As fly fishers, the attraction to various incarnations of water is the reason we fish in the first place. Sure deceiving a trout with an artificial fly is pretty satisfying too but the physical contact with a rushing stream, the cool amorphous tug on your soul, its sounds, smells and very fluidity is profoundly affecting.
To fish it effectively, a fly fisher must learn its whims and nuances, cryptic dialect, and subtle tones, not only to enhance their chances of catching more fish but to perhaps come one step closer to grasping the ungraspable phantom of life, the meaning of water.
In every culture throughout history water and its many forms has been infused with mystery both benign and malevolent. It manifests itself in the destructive form of floods, deluges, and storms of rain, snow, sleet and hail not to mention icebergs, avalanches, treacherous slopes, and the many and varied effective mediums of torture.

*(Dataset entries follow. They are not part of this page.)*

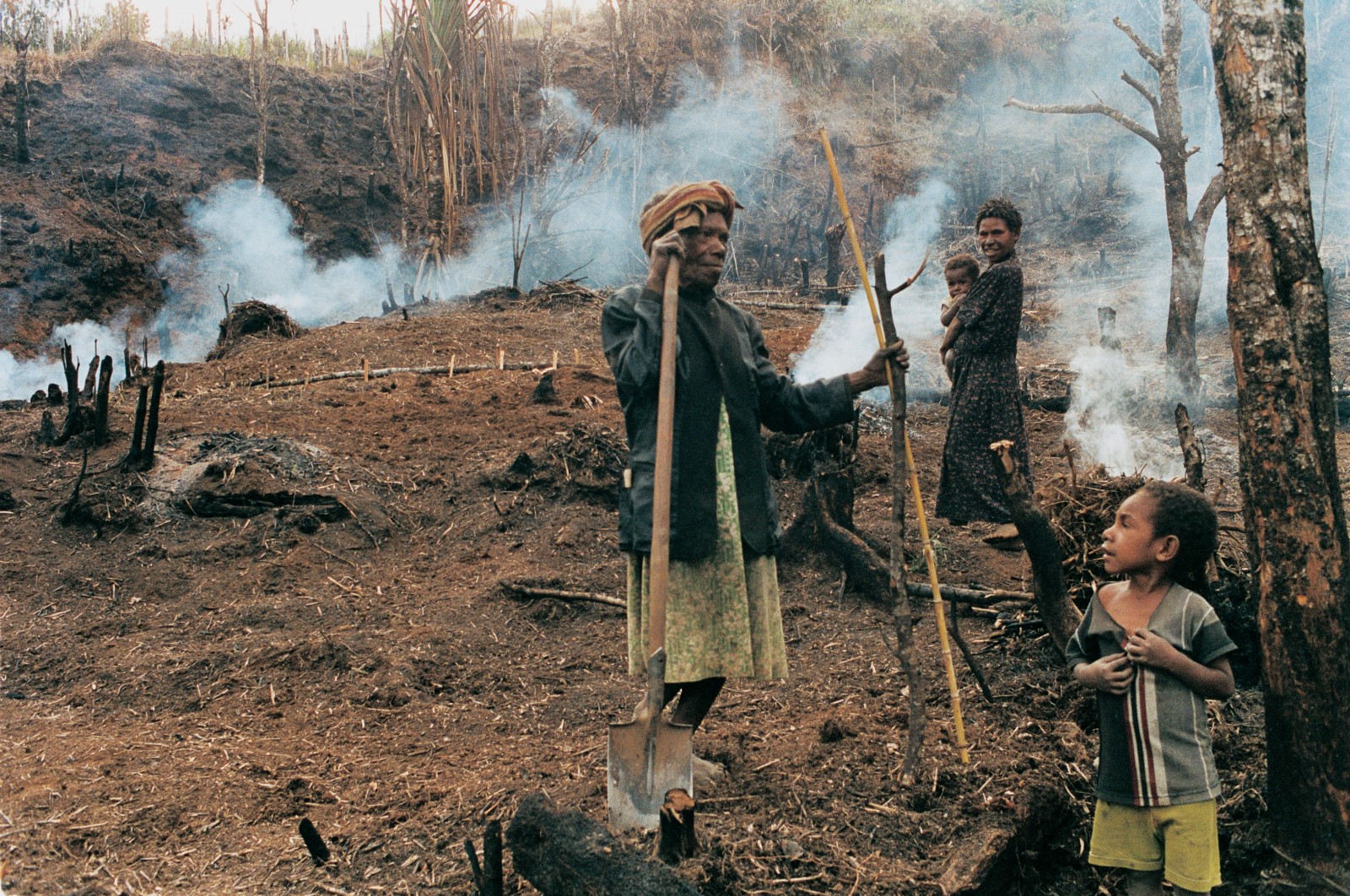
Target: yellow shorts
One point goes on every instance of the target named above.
(1180, 841)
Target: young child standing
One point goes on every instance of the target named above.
(1154, 650)
(960, 272)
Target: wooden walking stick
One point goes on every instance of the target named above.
(897, 393)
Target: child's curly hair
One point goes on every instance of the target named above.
(963, 262)
(1183, 511)
(1002, 209)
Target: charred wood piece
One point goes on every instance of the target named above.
(1106, 321)
(570, 855)
(138, 428)
(314, 842)
(1191, 452)
(675, 839)
(68, 509)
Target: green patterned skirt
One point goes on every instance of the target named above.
(722, 617)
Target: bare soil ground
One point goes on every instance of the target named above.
(180, 687)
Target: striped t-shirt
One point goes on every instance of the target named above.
(1154, 738)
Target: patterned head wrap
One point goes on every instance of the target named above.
(683, 205)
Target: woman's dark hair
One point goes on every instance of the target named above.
(963, 262)
(1183, 511)
(1002, 209)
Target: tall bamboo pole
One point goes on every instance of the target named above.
(931, 559)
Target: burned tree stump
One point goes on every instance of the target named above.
(1191, 454)
(570, 855)
(488, 877)
(100, 408)
(138, 428)
(1043, 549)
(544, 391)
(74, 420)
(1106, 321)
(146, 459)
(91, 375)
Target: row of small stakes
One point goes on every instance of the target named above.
(366, 373)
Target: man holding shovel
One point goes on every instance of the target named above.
(721, 607)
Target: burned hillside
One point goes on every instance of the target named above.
(334, 591)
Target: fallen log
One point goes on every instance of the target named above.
(570, 855)
(528, 591)
(1043, 549)
(986, 862)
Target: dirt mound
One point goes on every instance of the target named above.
(564, 293)
(1082, 508)
(253, 320)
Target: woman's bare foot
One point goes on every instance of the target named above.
(706, 774)
(1006, 532)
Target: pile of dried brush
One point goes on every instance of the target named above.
(253, 319)
(1080, 509)
(559, 294)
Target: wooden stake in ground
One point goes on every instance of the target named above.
(1291, 482)
(1191, 454)
(1052, 596)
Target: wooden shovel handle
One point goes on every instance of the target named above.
(661, 558)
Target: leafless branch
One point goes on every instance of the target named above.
(1208, 202)
(1149, 54)
(1093, 108)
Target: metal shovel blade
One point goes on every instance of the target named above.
(648, 758)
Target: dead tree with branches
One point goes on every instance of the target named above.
(1187, 229)
(1291, 482)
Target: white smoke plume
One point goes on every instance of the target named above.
(847, 337)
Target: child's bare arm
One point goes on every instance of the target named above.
(1111, 673)
(953, 331)
(1212, 682)
(949, 312)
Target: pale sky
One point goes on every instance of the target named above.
(297, 16)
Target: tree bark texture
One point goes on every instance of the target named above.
(1295, 517)
(570, 855)
(1052, 596)
(902, 617)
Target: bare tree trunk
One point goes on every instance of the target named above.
(1185, 229)
(20, 103)
(1295, 515)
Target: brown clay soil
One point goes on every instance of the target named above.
(180, 686)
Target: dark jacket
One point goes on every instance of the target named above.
(720, 355)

Yet it is also the life giving, restorative, and precious commodity required for survival. For some, water in its holiest form washes away well-earned sins ensuring a fly fisher’s final cast will land him or her on a paradisiacal stream in the hereafter.
The earliest Greek philosophers recognized water as the life force that sustains all things. Thales of Miletus said that the world was like a log floating on an endless river and water - the element that connects all life. Anaximander theorized that people evolved from fish which presumably lived in water, a theory I would prefer to Darwin’s ape and would explain why I still have a hard time dispatching one of my piscatorial brethren for the dinner table.
Water is both simple and complex, a great paradox. Looking at it in a glass, it is, in its purest form, clear, odorless, two parts hydrogen to one part oxygen. But translated onto a vast landscape flowing from some distant mountain lake or glacier, water takes on life and supports a myriad of complex organisms from the frailest micro-organism to the largest mammal, not to mention the numerous, often elusive trout we constantly try to conjure.